La posada comenzaba a transformarse en un lugar tenebroso, Joseph no se ocupaba, estaba sucia, ya nadie deseaba pasar allí las tardes en buena compañía, parecía una casa de brujas recortada en la inmensidad del bosque. Cada tanto pasaba a verlo, la soledad lo estaba tornando cada vez más deprimido, parecía asustado y siempre exaltado. No cesaba de repetir:
—Me falta uno, me falta uno…
Esa tarde me ofreció una taza de chocolate que acepté con un poco de recelo, por ese olor tan penetrante, como a muerto —pensaba— mientras observaba las aves que allí había, esperando ser colocadas en vitrinas.
Colocó la taza sobre la mesa y sonreía mientras me decía: —Bébelo antes que se enfríe, que la tarde está helada—.
Yo tomé el asa de la no muy pulcra taza y en ese momento el gato dio un tremendo salto sobre la mesa y derramó sobre mí todo el hirviente líquido. Joseph se enfureció, parecía que sus ojos llameaban y corría enloquecido tras el gato negro que desapareció en la espesura del bosque. Me pareció más loco que nunca y después de cambiarme la ropa enchocolatada, me dirigí a la comisaría para denunciar a este joven, pues no quería que cometiera una atrocidad, sabía que debía ser internado con urgencia para su cuidado físico y mental.
Al siguiente día, junto al comisario y dos enfermeros, me presenté en la Posada. Joseph, sentado frente al ventanal que daba al gran bosque repetía como una letanía:
—Me falta uno, me falta uno…
No ofreció resistencia, se dejó llevar, como esas pequeñas aves que el inmortalizaba con su talento de taxidermista. Busqué al gato para llevarlo conmigo pero no pude hallarlo. Volví varios días después y ni un atisbo del animal.
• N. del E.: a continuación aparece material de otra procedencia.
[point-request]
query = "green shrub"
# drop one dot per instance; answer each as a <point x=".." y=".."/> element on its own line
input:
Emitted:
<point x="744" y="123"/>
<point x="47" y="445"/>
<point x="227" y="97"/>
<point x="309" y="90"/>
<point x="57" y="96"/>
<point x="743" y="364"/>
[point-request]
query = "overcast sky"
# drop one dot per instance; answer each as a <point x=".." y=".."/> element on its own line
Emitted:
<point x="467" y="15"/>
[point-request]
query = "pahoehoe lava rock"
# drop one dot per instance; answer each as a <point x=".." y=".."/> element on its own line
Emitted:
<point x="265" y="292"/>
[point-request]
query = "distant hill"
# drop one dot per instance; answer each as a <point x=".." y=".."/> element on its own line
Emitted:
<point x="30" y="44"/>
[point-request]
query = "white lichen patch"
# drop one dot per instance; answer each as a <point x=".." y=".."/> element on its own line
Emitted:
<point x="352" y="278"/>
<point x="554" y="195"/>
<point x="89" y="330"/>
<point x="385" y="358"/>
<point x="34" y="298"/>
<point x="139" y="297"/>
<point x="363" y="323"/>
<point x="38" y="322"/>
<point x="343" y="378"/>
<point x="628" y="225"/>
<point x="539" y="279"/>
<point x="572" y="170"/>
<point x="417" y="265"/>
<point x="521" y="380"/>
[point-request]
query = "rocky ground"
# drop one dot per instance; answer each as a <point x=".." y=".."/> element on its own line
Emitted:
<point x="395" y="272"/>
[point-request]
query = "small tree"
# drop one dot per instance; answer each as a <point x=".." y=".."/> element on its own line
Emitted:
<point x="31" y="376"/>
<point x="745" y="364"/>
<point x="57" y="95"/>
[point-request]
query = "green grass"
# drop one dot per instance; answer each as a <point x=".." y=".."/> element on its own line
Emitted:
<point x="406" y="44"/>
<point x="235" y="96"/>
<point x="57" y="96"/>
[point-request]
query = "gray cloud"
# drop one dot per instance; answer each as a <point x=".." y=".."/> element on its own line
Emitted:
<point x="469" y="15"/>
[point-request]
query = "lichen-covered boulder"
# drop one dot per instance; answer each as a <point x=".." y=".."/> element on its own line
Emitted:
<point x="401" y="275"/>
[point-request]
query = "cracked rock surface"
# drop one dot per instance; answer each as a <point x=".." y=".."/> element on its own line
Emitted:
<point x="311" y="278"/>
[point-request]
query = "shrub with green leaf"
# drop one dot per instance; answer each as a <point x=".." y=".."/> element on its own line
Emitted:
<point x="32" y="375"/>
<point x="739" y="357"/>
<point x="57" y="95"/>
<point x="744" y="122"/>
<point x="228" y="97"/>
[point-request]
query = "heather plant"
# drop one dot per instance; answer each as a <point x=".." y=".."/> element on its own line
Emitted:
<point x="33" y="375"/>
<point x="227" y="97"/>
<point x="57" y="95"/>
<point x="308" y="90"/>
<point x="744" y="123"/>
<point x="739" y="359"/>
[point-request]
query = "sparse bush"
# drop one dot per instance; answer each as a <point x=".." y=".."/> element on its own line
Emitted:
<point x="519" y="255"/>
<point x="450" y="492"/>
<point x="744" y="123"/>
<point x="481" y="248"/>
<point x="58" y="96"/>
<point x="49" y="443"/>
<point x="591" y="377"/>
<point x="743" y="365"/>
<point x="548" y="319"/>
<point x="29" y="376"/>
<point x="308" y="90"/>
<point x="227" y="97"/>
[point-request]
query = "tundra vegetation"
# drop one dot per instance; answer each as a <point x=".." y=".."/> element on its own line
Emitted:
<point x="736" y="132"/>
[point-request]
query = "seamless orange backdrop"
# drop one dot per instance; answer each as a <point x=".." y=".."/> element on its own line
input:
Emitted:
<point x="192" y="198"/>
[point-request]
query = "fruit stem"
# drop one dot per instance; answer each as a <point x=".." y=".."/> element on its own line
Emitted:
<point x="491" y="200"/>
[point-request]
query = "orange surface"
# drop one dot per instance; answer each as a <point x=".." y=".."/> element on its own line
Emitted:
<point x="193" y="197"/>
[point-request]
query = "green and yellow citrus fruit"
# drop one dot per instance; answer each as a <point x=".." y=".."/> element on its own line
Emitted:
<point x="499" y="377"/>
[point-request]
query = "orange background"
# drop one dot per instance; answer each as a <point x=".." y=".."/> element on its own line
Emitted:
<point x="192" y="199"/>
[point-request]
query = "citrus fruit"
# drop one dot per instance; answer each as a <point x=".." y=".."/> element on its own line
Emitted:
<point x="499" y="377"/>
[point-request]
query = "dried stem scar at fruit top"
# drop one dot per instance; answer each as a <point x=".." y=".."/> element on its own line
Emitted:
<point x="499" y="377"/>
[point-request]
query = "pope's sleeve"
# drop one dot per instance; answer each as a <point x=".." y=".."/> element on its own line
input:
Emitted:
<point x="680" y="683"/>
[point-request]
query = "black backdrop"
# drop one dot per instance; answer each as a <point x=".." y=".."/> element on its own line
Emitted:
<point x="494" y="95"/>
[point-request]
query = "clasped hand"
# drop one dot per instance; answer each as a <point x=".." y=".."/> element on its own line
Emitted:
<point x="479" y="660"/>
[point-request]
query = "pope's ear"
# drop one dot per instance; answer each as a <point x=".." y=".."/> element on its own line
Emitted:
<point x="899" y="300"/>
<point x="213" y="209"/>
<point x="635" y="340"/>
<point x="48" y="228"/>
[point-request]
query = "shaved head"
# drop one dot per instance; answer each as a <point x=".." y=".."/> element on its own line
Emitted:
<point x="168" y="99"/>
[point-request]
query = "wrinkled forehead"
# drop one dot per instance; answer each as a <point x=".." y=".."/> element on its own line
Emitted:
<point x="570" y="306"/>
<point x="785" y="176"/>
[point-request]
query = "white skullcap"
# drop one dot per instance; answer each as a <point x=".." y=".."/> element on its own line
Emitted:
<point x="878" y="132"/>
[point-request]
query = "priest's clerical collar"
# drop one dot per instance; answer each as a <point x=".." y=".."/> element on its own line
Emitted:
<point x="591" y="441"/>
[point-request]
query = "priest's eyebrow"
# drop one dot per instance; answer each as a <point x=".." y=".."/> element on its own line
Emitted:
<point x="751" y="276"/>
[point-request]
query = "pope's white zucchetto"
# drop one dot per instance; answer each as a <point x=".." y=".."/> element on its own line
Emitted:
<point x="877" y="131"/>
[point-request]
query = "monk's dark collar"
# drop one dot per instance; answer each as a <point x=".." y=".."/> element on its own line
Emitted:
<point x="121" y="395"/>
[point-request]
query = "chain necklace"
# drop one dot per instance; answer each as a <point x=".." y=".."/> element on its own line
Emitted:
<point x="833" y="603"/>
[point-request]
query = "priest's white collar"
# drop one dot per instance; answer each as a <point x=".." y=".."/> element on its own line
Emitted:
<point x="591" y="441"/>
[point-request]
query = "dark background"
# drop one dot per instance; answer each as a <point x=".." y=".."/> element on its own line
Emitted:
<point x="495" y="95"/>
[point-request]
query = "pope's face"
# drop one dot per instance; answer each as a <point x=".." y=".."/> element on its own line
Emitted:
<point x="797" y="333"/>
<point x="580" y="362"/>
Una noche desperté sobresaltado y sudoroso de una pesadilla, el gato negro maullaba y sus enormes ojos como la luz de un faro me guiaban por un sendero que se internaba en el bosque. Al llegar a un claro… mi sueño se desvanecía, como si una luz me cegara y me dejara paralizado. Ahí despertaba angustiado y exaltado. El sueño se repitió varias veces, entonces mi instinto de detective dirigió mis pasos hacia el sendero del bosque. Parecía que los maullidos del gato me indicaban, como una brújula, el camino a seguir.
Al llegar a un claro, se me paralizó el cuerpo, no podía dar crédito a lo que veía y me desvanecí. Al volver en sí, el rojo atardecer me mostró la postal más terrorífica de mi vida: un enorme carrousel de madera tallada donde “los fiambres”, los ancianos de mi niñez, disecados, montaban caballos, cisnes, panteras. Pero  faltaba uno, un caballito estaba sin jinete, sin “fiambre”. Como investigador entrenado me dicuenta que era yo el faltante, aquella chocolatada estaba envenenada y el gato me salvó, él con su olfato lo intuyó.
Levanté la mirada al cielo y con horror vi en la punta de la calesita la cabeza de Ángel, mi Ángel de la Guarda, el que me había salvado la vida y guiado hacia el Carrousel del Pantano.